Eddie Schoenfeld is a bubbly fellow who lives in Brooklyn and happens to be an expert in Chinese-restaurant cooking. After years studying with exiled Chinese chefs in France and here, he went on to help open Shun Lee West, Pig Heaven, Auntie Yuan’s, Chinatown Brasserie, and many other restaurants. We asked him where to celebrate Chinese New Year, the eve of which is February 6th.
The best way to do Chinese New Year is to order in advance and get a banquet. If you can’t do that, you want to get some of the typical menu items which the Chinese New Year traditions associate with luck and money – “prosperity dumplings,” for instance, or dried oysters with black moss. Chinatown Brasserie, which I have a professional connection with, is doing great things with Joe Ng’s dumplings, as is Shanghai Tea Garden, whose chef, Tony Yip, was at Shun Lee for many years. And of course Shun Lee itself is venerable, having been doing their northern style, very fine mandarin cooking for many years. It’s more full-flavored, herbaceous, garlicky, and oniony style, as opposed to the lightness of the Cantonese style at Chinatown Brasserie.

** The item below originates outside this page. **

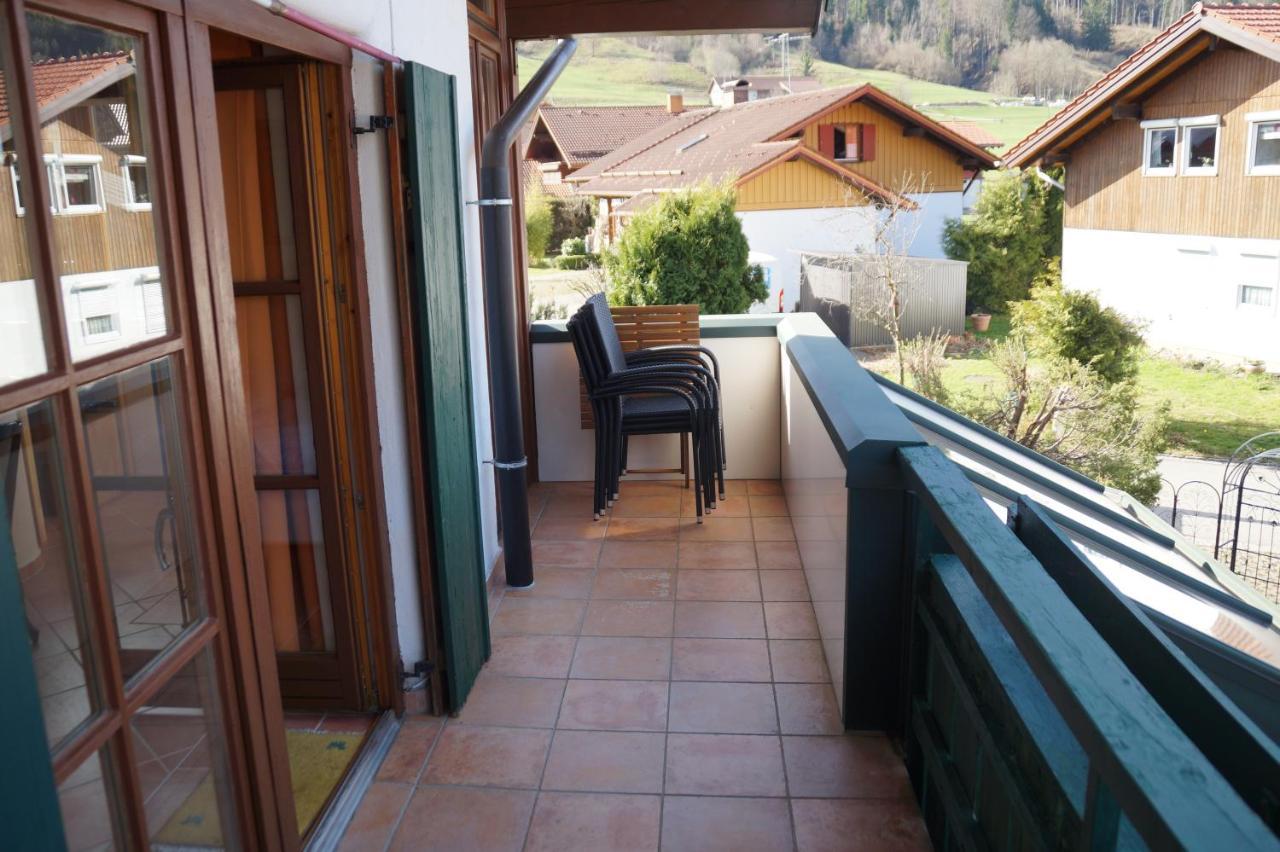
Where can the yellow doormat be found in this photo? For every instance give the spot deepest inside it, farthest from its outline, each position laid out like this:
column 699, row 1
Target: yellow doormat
column 316, row 764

Schoenfeld also told us about a new Hong Kong–style noodle shop at 13 Mott Street:
It’s very good; it’s a genre of Cantonese shop that specializes in fish balls and cuttlefish balls, with thin egg noodles and a very long-cooked broth with a sophisticated favor. The place is very modern and clean, too. It’s in the old Sun Luck Kee spot, which was the same restaurant for 20 years and always successful; I think this one will be too. Joe Ng from Chinatown Brasserie says it has the best noodles in Chinatown.
Having lured Joe Ng to Chinatown Brasserie from Brooklyn, Eddie must’ve perked up when he heard that — and we did too. We are hasting Mottward immediately.